Saving Grace, Finding the Right Character
Writing can be very frustrating work (and, yes, I did chose the word “work” deliberately!).
Last week’s weekly update post was all about finding the right story.
You’ll recall I had several potential plots vying for my attention. All of them wanted to participate in Saving Grace.
Most of them were strong enough to be considered for Saving Grace and all of them had advantages and disadvantages. There was no clear favorite and I was so tied in knots about which one to do that I considered casting lots to make a decision!
I didn’t cast lots (though it still sounds like a marvelous writing tool), but I have come to an interesting realization.
Maybe my problem isn’t with having too many plots. Maybe my problem is trying to put the wrong characters into the plots I have. Mm.
We, as living, breathing human beings, do not like to be pigeon-holed. We rail against it. We struggle against it. Sometimes we have to give in to it because that’s just the way life is, but we never like it.
So why should a character like it any better?

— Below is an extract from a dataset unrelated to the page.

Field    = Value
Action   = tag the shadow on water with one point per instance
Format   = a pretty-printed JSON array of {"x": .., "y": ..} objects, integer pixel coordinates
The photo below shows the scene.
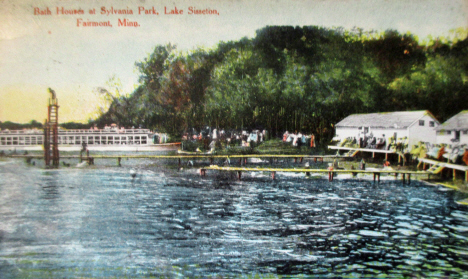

The fellow who appeared as the lead male in the first draft of Saving Grace has been throwing fits almost since the story was finished. I don’t think he liked having to die symbolically in that story and I don’t think he liked going into the witness protection program, either. I suppose, given what I’ve come to understand this week, I don’t blame him.
He has been a thorn in my side, though. My efforts to get the second draft written have prompted me to give him his own story, to pull him back into the second draft, to change his career, his family history, to kill him. Again. Figuratively speaking, of course.
At mid week this week, I decided to confront him. Ask him some questions to get the ball rolling and see where the conversation led. It started out well, but I don’t mind saying it ended in a standoff. We actually ended up glaring at each other over his office desk. Figuratively speaking, of course.
Then I had the following rather revealing thought.
Am I exerting too much influence? Am I putting my words into his mouth? He seems very angry and I’ve never seen anything about him to suggest such hostility. What’s going on here?
At that point, I stepped away from the computer for a break. On that particular occasion, the break was about ten minutes of silence and letting my mind settle.
That’s about all the time it took to hear Anderson say, in essence, “Let’s do lunch and chat.”
I wasn’t getting anywhere the way things were, so that’s what we did. I directed the conversation with such comments as “Tell me about your childhood” and “What would you do if you could do anything in the world and know you’d succeed?” and “What’s the one thing you’d never do?”
I ended up with nearly 3,200 words on that topic by the end of the day and it was quite enlightening. I learned things I’d never heard before and had never considered.
By now, you’re no doubt wondering what lunch with Anderson – figuratively speaking, of course! – has to do with finding the right character for Saving Grace. I already have the character, right?
Sort of.
I’ve written over 20,000 words on this story this week. Most of it had been with characterization. I am no closer to achieving what I’d hoped to achieve this week than when I started.
But I am closer to the overall goal.
All of this struggle led me to the realization that I may be pigeon-holing my characters. After spending parts of three days this week doing nothing but listening to Anderson, I quite suddenly realized that I don’t know anything about him beyond the basics (age, birth date, home town, parents, siblings, work, appearance, etc.). I knew very little about what makes him tick. Why, for example, is he always dressed to the nines?
The led to the secondary revelation that maybe he’s been such a problem child because I’m trying to force him into a story in which he doesn’t belong.
So I decided this week to set the story aside for the time being and concentrate on the character. Namely, Anderson. Figure out what makes him tick. What his aspirations are. Why he’s settled for whatever he’s settled for and what lie he believes about himself and about the world in general.
If, in the course of that work, I discover his story lies somewhere else, partnered with other characters, so be it.
But if he turns out to be the right place at the right time, then I’ve hit pay dirt and we can tell the story properly.
Whatever happens, the writing time will have been time well spent. Hopefully, I’ll have learned not to bully my characters, too. Hopefully, I’ll remember it with the next character, so they don’t have to go through the same thing!
Wishes for a great week to you and keep writing.